What The First Greek Bailout Can Predict About Market's Direction Over The Next Few Days
In days when vacuum tubes control the market with a sub-millisecond attention span, and contextual memory is irrelevant, the speculative audience may be forgiven if it has forgotten that the foregone conclusion of tomorrow's second Greek bailout (which will pass) is in any way unique. It isn't: it was just over a year ago today, on May 9, 2010 that Europe's Finance Ministers approved a trillion dollar rescue package aimed at ensuring financial stability across Europe by creating the European Financial Stability Facility. As part of the first bailout Greece got a €110 billion loan. One year later, and about 50% lower on Greek bonds, we are back, with Greece about to get a second, €120 billion+ (does anyone even know how big it is?) bailout, and there is not even one person alive who believes that within a year the third bailout of the insolvent Greek country (with even more stringent austerity measures) won't be on the table (even as the rating agencies are defending themselves in the Hague tribunal for crimes against humanity for their decision to proclaim the Greek bankruptcy as an "Event of Default'). But by then everyone will have printed another cool trillion or two, so who cares. It is all about the short-term. The expectation there is that the market will surge, surge, surge, once the event that has been priced in, gets repriced in over and over again, or something. Well, if history is any indication, as the chart below shows, those hoping for protracted market jump on tomorrow's vote will be disappointed.
We present the S&P performance in the week just before the May 9th announcement, and the two weeks later (incidentally, it is truly pathetic that $900 billion worth of QE2 can only buy not even 200 ES points in the past year). As can be seen in the highlighted candlestick, the market stages a nearly 30 point relief rally that Monday...only to fizzle two days later and to drop by over 100 point in the next 10 days (what happens next is irrelevant but ultimately was the reason for the launch of QE2).

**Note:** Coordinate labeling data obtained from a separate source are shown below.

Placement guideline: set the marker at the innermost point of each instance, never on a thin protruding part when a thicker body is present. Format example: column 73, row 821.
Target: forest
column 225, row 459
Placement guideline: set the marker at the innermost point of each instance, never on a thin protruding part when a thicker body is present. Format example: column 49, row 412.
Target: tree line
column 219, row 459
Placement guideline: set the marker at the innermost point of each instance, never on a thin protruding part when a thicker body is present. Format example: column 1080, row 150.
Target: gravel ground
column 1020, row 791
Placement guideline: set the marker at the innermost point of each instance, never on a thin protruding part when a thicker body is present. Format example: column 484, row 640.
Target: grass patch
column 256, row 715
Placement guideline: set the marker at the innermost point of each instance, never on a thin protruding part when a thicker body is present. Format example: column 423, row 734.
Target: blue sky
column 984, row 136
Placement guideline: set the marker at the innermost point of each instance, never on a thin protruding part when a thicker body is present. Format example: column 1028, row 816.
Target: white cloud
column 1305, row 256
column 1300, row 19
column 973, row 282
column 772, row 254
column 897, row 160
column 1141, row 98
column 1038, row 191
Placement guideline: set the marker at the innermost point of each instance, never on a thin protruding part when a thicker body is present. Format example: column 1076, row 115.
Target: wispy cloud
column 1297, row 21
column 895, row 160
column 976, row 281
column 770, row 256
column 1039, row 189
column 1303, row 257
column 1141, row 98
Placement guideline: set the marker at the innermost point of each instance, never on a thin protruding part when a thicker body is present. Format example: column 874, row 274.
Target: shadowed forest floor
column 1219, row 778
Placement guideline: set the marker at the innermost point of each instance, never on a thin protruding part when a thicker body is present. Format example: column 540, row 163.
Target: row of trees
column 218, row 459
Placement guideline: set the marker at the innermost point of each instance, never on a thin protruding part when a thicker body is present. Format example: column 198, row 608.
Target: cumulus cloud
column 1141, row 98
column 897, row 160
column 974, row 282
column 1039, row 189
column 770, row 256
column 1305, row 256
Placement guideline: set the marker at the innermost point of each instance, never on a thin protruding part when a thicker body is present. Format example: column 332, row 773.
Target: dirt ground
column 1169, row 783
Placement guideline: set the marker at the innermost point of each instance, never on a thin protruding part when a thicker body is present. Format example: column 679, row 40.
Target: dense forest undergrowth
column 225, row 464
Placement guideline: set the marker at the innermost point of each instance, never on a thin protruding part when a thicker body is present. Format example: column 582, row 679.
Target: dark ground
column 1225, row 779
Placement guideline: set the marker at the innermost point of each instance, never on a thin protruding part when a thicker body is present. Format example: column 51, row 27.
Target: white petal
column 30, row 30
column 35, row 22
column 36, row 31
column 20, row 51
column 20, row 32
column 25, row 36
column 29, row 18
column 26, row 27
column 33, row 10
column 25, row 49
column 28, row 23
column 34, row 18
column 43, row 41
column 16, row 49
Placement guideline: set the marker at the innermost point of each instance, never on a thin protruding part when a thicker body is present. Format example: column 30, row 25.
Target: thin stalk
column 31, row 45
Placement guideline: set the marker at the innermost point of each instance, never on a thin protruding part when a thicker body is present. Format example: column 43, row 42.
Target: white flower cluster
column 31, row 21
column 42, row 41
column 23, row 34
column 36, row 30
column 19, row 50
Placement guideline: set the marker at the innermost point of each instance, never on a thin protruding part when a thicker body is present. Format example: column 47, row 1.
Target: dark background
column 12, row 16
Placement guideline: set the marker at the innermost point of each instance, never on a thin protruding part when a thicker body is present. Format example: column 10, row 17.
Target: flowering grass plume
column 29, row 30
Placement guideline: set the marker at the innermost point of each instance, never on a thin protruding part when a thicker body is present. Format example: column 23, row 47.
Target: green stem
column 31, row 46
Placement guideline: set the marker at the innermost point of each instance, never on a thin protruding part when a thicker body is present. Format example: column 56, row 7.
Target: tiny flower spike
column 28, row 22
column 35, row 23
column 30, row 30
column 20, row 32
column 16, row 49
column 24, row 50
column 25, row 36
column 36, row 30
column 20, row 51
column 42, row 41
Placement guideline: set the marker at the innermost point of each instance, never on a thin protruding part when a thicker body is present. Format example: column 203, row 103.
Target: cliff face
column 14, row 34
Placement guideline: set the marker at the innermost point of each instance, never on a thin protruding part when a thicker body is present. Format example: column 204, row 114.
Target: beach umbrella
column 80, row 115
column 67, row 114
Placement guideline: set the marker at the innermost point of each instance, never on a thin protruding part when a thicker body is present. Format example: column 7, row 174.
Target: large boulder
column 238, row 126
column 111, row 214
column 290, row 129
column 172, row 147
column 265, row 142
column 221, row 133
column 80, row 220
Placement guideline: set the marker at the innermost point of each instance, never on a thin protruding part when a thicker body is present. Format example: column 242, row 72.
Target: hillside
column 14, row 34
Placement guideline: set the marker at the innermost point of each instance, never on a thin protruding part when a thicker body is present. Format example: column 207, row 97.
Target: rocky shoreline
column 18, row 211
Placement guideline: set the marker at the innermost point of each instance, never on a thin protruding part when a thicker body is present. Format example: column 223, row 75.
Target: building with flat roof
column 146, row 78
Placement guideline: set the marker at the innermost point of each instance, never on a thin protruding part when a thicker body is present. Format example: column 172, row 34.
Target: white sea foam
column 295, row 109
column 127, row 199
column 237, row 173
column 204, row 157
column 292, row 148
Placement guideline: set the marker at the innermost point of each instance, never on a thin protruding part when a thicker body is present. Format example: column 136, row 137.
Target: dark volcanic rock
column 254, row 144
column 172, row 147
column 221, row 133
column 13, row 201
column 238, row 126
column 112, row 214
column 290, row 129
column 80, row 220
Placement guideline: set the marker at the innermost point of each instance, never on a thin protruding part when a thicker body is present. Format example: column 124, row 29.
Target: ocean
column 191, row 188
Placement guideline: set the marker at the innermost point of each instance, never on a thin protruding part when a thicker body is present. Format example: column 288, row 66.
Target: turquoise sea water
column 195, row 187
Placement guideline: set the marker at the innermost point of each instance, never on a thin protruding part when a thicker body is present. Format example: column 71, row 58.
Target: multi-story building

So, now that we are in an identical situation, with just two more QE2 POMOs remaining, with comparable volume technicals (surge on escalator vapor, plunge on iceberg elevator), and with a Greek bailout catalyst, will the next two weeks see the S&P proceed to rise modestly to the 1,300 levels only to plunge immediately after down to the 1,200 level... and probably far lower since the Fed is now actively conspiring what is the best way to breach QE3/OT2 to the public.